Hakka Noodles
Ingredients:
For cooking the spaghetti:
- water
- 1 tsp salt
- 200 g spaghetti
For noodles:
- 3 tbsp sesame oil
- 6 cloves of garlic, grated
- 4-inch ginger, grated
- 4 tbsp spring onion, chopped
- 2 chilli, slit
- 1 medium onion, finely chopped
- 1 carrot, cut into small carrot sticks
- 1 red, yellow, or orange pepper, cut into sticks
- 1/2 cup cabbage, shredded
- 10 beans, chopped
- 4 tbsp spring onion, chopped
For the sauce:
- 3 tbsp soy sauce
- 1 tbsp peanut butter
- 2 tbsp brown sugar
- 1 clove of garlic, minced
- 1 tsp sriracha
- 1 tsp sesame oil
Recipe:
Cooking the noodles:
- Bring about 1 L of water to boil in a medium-sized pot, and add salt.
- Place the spaghetti in the boiling water, and cook according to the instructions on the package, for about 10 minutes or so, until desired tenderness has been reached.
- Remove from heat and drain using a colander.
- Rinse the spaghetti with cold water to stop it from cooking further.
- Add 1 tsp oil and mix well to prevent the noodles from sticking to each other.

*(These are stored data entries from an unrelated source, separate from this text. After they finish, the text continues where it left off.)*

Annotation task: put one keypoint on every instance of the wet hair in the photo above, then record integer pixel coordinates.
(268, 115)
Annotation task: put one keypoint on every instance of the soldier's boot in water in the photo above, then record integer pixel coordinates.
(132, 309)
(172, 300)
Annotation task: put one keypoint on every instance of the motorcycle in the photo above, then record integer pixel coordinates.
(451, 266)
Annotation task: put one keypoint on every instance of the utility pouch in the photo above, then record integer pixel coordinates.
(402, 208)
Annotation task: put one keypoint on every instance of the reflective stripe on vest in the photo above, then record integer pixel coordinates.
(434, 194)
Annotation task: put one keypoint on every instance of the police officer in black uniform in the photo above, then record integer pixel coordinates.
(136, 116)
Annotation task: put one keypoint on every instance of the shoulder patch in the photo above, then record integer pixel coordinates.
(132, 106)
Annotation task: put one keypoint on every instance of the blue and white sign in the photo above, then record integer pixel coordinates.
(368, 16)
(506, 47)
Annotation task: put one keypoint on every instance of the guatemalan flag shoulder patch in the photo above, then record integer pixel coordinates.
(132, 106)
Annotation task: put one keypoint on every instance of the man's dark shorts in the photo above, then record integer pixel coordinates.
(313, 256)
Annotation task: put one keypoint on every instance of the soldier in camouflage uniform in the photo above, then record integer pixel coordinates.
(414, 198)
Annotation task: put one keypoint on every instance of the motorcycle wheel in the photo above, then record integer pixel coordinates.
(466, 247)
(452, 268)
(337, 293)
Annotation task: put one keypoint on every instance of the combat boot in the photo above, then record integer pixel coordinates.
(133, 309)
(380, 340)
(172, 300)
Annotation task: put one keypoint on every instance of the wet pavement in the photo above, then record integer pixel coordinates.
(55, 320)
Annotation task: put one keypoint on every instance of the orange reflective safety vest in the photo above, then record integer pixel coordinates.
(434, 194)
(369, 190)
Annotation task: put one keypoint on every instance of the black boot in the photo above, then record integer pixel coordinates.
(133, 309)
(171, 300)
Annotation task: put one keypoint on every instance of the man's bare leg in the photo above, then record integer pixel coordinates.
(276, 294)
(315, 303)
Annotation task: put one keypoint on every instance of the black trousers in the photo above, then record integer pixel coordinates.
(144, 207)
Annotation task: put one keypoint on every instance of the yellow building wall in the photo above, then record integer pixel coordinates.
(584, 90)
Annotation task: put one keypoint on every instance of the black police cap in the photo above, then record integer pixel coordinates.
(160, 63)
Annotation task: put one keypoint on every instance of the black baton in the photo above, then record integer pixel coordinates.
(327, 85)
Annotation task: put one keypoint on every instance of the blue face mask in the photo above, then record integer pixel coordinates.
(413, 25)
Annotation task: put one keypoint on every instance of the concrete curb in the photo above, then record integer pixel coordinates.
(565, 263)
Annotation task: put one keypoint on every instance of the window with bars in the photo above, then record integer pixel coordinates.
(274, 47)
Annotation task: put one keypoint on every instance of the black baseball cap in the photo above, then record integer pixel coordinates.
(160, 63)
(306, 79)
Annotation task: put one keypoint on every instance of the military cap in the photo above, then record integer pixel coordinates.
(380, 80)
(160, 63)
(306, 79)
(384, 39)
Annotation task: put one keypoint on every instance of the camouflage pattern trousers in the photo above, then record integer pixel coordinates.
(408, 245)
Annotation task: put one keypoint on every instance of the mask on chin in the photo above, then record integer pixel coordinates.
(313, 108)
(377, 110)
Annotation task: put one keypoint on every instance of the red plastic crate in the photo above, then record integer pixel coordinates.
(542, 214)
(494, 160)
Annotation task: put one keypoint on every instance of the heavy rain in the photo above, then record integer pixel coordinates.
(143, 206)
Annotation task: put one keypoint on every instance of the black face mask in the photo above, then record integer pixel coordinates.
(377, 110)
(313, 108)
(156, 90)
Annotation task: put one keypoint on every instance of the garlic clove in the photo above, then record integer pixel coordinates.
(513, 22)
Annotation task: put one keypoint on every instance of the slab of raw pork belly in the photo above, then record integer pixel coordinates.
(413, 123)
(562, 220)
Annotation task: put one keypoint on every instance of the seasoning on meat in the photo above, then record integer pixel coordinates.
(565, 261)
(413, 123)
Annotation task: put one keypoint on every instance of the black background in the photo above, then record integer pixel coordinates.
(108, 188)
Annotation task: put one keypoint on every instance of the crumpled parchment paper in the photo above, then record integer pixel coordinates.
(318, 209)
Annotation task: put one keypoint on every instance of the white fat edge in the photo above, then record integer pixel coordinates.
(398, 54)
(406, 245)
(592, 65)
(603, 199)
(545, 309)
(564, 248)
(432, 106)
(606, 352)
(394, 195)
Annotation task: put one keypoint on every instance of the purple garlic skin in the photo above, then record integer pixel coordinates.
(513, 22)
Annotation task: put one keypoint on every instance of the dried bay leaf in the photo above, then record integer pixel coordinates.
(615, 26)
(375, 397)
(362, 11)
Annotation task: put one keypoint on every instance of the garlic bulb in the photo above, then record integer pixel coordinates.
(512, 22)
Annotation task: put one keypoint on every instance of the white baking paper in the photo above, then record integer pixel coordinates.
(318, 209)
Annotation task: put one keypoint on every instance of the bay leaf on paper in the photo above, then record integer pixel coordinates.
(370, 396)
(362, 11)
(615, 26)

Preparing the Hakka Noodles:
- Start by whisking together the soy sauce, peanut butter, garlic, brown sugar, sesame oil, and sriracha in a small bowl, setting it aside.

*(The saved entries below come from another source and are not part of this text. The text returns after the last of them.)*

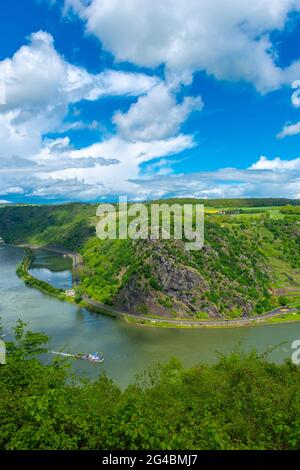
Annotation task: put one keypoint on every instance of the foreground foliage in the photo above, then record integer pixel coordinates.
(242, 402)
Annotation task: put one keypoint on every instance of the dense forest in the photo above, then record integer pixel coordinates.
(248, 255)
(242, 402)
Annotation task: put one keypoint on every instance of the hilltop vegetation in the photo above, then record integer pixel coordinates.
(247, 256)
(242, 402)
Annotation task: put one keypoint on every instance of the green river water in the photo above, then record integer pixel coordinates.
(128, 349)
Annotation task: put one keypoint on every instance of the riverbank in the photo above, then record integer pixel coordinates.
(279, 315)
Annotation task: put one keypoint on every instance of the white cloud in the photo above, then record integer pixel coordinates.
(130, 156)
(156, 115)
(289, 130)
(40, 86)
(229, 39)
(277, 164)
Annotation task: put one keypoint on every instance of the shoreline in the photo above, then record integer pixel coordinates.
(23, 272)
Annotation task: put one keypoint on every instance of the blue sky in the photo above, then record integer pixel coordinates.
(175, 98)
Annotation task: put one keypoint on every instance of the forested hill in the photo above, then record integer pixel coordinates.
(250, 262)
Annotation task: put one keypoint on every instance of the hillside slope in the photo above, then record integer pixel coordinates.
(246, 257)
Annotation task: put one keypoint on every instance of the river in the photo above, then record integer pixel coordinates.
(128, 349)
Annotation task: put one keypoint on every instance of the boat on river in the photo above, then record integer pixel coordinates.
(94, 357)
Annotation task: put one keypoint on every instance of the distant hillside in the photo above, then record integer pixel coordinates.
(246, 257)
(246, 202)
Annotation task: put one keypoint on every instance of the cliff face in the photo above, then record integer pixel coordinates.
(169, 284)
(245, 261)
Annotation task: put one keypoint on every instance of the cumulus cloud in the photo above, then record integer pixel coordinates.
(192, 35)
(277, 164)
(156, 115)
(40, 85)
(289, 130)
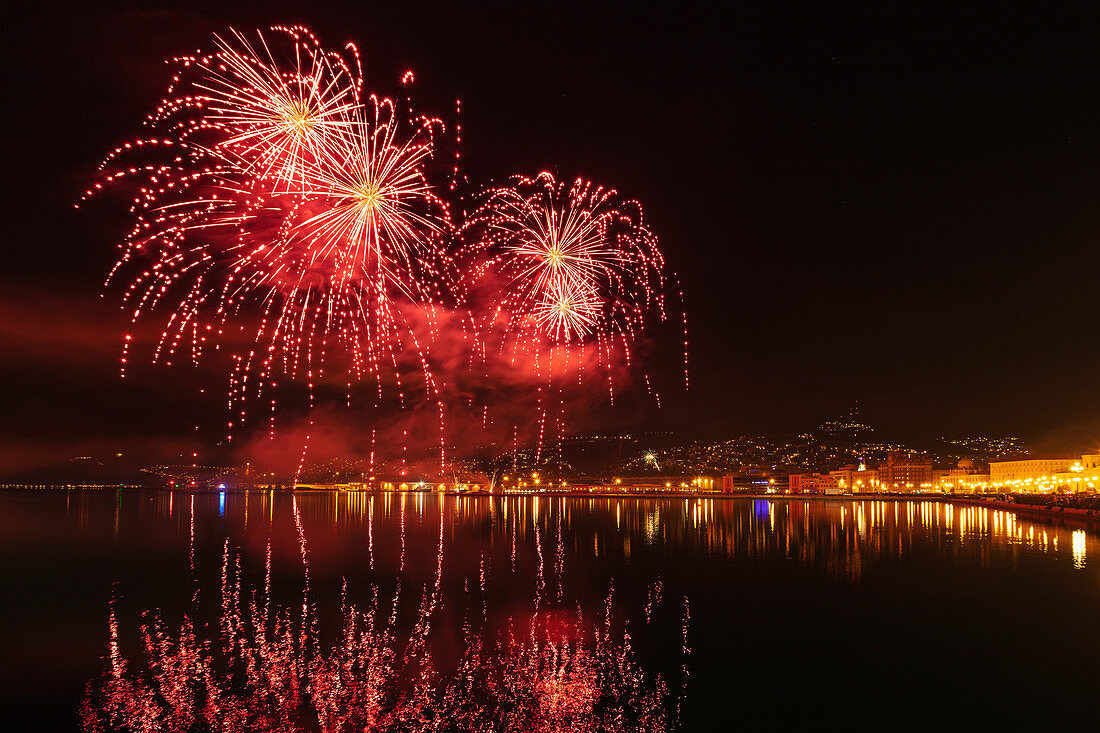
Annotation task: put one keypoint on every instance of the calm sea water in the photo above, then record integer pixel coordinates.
(864, 614)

- Heat the sesame oil in a cast-iron skillet on medium-low.
- Sautee your garlic, ginger, 4 tbsp spring onions, and 2 chillis in this oil.
- Add your chopped onion and cook slightly without browning them.
- Next add your carrot, bell pepper, beans, and stir fry making sure the vegetables remain crunchy.
- Add in the cooked noodles along with the sauce mix prepared in step 1 as well as 1/2 cup cabbage and 2 tbsp spring onion.
- Mix everything until fully combined, and serve while it is still hot.